Pour la 2ème fois depuis décembre, la Banque Mondiale (BM) revoit à la baisse son pronostic de croissance pour la Chine, à 6,5% en 2009. Ce qui ne l’empêche pas de la féliciter pour son plan stimulus, affirmant qu’il réussit : la Chine sera un des rares pays en croissance cette année, et 75% du mérite en reviendra aux dépenses de l’Etat.
Pourtant après 4 mois d’exercice, nombreuses sont les critiques de ce plan. Les media en dénoncent l’opacité et l’exclusivité octroyée aux firmes publiques, qui se permettent même de chasser de leurs métiers traditionnels des firmes privées. Même la Banque Mondiale ose conseiller à l’Etat un peu de dérégulation de son corset financier.
Ailleurs, des économistes ne se gênent pas pour parler plus clair, comme Andy Xie dans Caijing : « c’est la réforme, pas le cash qui nous sortira de la crise ». Pour lui, la chute de la consommation en Chine, à commencer par l’immobilier, vient non d’une méfiance des ménages mais de la faiblesse de leur revenu. Radicale, sa solution consisterait pour l’Etat à [1] distribuer aux citoyens ses actions dans les firmes d’Etat. Par exemple, en ouvrant automatiquement des comptes individuels dans les banques, sur base des cartes d’identité. [2] L’inventaire immobilier invendu (voir ci-dessous) devrait voir ses prix cassés à 1,5 mois de salaire par m², perte sèche supportée conjointement par le promoteur et l’Etat. De la sorte, l’Etat transférerait son patrimoine aux consommateurs, qui s’empresseraient, pour « 10 à 15 ans » de recommencer à acheter de l’immobilier et d’autres biens, relayant ainsi effectivement les recettes d’exportation perdues.
Ailleurs, cinq économistes publient un autre plan de contre-stimulus en 14 points, basé sur des prémisses identiques: « la crise vient de l’étranger—mais sa solution passe par le règlement de vieilles contradictions intérieures », disent Chi Fulin, Président d’un Institut de recherche économique de Hainan, et Chang Xiuze, analyste à la NDRC, la commission nationale de développement et de recherche.

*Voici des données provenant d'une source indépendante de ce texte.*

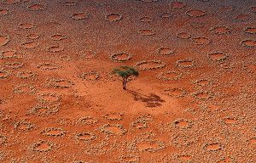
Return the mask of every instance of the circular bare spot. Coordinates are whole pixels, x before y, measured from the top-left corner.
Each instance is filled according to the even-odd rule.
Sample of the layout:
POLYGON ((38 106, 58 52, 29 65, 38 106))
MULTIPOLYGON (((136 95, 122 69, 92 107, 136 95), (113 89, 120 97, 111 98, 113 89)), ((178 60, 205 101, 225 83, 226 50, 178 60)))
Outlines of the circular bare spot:
POLYGON ((139 34, 143 36, 153 36, 155 34, 155 31, 154 30, 147 29, 147 30, 138 30, 137 31, 139 34))
POLYGON ((218 35, 230 34, 231 30, 226 26, 213 26, 210 29, 211 32, 218 35))
POLYGON ((26 35, 26 38, 30 39, 30 40, 36 40, 36 39, 39 38, 40 36, 41 36, 40 34, 31 33, 31 34, 26 35))
POLYGON ((116 124, 116 125, 107 124, 102 126, 100 130, 103 133, 109 134, 109 135, 124 135, 127 132, 127 130, 125 129, 123 126, 119 124, 116 124))
POLYGON ((256 138, 250 138, 249 140, 247 140, 247 142, 249 143, 249 144, 256 145, 256 138))
POLYGON ((155 70, 165 67, 166 63, 160 60, 143 60, 141 62, 137 62, 135 66, 138 67, 142 70, 155 70))
POLYGON ((79 52, 82 59, 92 59, 96 56, 96 52, 92 50, 83 50, 79 52))
POLYGON ((0 53, 0 59, 16 59, 17 52, 15 50, 6 50, 0 53))
POLYGON ((256 47, 256 40, 244 40, 241 44, 247 48, 254 48, 256 47))
POLYGON ((158 53, 160 55, 171 55, 173 54, 175 52, 172 48, 167 47, 161 47, 158 49, 158 53))
POLYGON ((66 132, 64 132, 62 128, 49 127, 43 130, 41 133, 49 137, 61 137, 64 136, 66 132))
POLYGON ((18 27, 20 29, 27 30, 27 29, 32 29, 35 28, 37 25, 32 23, 20 23, 18 25, 18 27))
POLYGON ((0 9, 0 16, 4 16, 9 14, 8 9, 0 9))
POLYGON ((193 18, 198 18, 202 17, 207 14, 205 11, 200 10, 200 9, 191 9, 186 12, 186 14, 188 16, 193 17, 193 18))
POLYGON ((51 47, 49 47, 47 48, 47 51, 50 52, 50 53, 58 53, 58 52, 61 52, 61 51, 63 51, 63 50, 64 50, 64 48, 62 47, 58 46, 58 45, 51 46, 51 47))
POLYGON ((97 122, 97 119, 91 116, 84 116, 78 120, 77 123, 85 124, 85 125, 94 125, 97 122))
POLYGON ((77 139, 84 142, 90 142, 96 138, 96 136, 94 133, 89 132, 78 133, 75 137, 77 139))
POLYGON ((205 149, 209 151, 216 151, 222 149, 222 146, 218 143, 206 144, 204 148, 205 149))
POLYGON ((222 52, 214 52, 208 53, 208 58, 213 61, 224 61, 227 59, 228 55, 222 52))
POLYGON ((14 92, 15 93, 22 94, 34 94, 36 93, 36 87, 29 84, 20 84, 15 87, 14 92))
POLYGON ((34 127, 34 126, 32 123, 27 122, 25 120, 16 122, 14 125, 14 126, 15 129, 21 130, 21 131, 30 131, 34 127))
POLYGON ((40 140, 32 145, 33 151, 48 152, 53 149, 53 143, 40 140))
POLYGON ((9 41, 9 36, 0 36, 0 47, 6 45, 9 41))
POLYGON ((29 79, 36 76, 36 74, 30 70, 19 70, 16 76, 20 79, 29 79))
POLYGON ((224 118, 223 121, 226 125, 235 124, 237 122, 237 120, 236 118, 232 118, 232 117, 224 118))
POLYGON ((34 41, 29 41, 29 42, 25 42, 21 43, 21 48, 26 48, 26 49, 32 49, 35 48, 39 46, 39 43, 34 41))
POLYGON ((255 27, 247 27, 244 30, 245 33, 249 33, 249 34, 256 34, 256 28, 255 27))
POLYGON ((177 66, 183 68, 189 68, 195 66, 195 61, 190 59, 177 60, 176 63, 177 66))
POLYGON ((184 89, 179 87, 166 88, 164 91, 165 94, 175 98, 184 97, 187 94, 187 92, 184 89))
POLYGON ((132 55, 127 53, 118 53, 112 54, 110 56, 111 60, 115 62, 124 62, 126 60, 130 60, 132 58, 132 55))
POLYGON ((43 4, 32 4, 28 6, 27 8, 32 11, 38 11, 45 9, 46 6, 43 4))
POLYGON ((237 20, 248 20, 249 18, 250 18, 249 14, 238 14, 235 17, 235 19, 237 20))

Pour se donner la chance d’arracher la Chine à sa panne, la Chine devrait promulguer avant l’été la dérégulation des prix de l’eau, du sol, du bois forestier, de l’électricité, du carburant : les doter d’un prix (et d’une taxation) non plus mijotés en ministères, mais basés sur le marché, avec un correctif pour refléter leur rareté. Les auteurs proposent aussi d’ouvrir au secteur privé les portes des chasses gardées de l’Etat, tels les chemins de fer, l’aviation, l’énergie. Ainsi devrait être baissé le seuil d’investissement exigé en ces secteurs. De même, en chemin de fer, firmes exploitantes et pouvoirs locaux devraient reprendre au ministère la gestion des chantiers.
En bref, derrière ces contre-mesures suggérées, se lit l’idée de profiter de la crise pour enterrer deux principes socialistes increvables, quoique non durables : le gaspillage des ressources réputées (à tort) « inépuisables », et la mainmise sur l’économie par des grands corps d’Etat perclus de lourdeur, corruption et incompétence.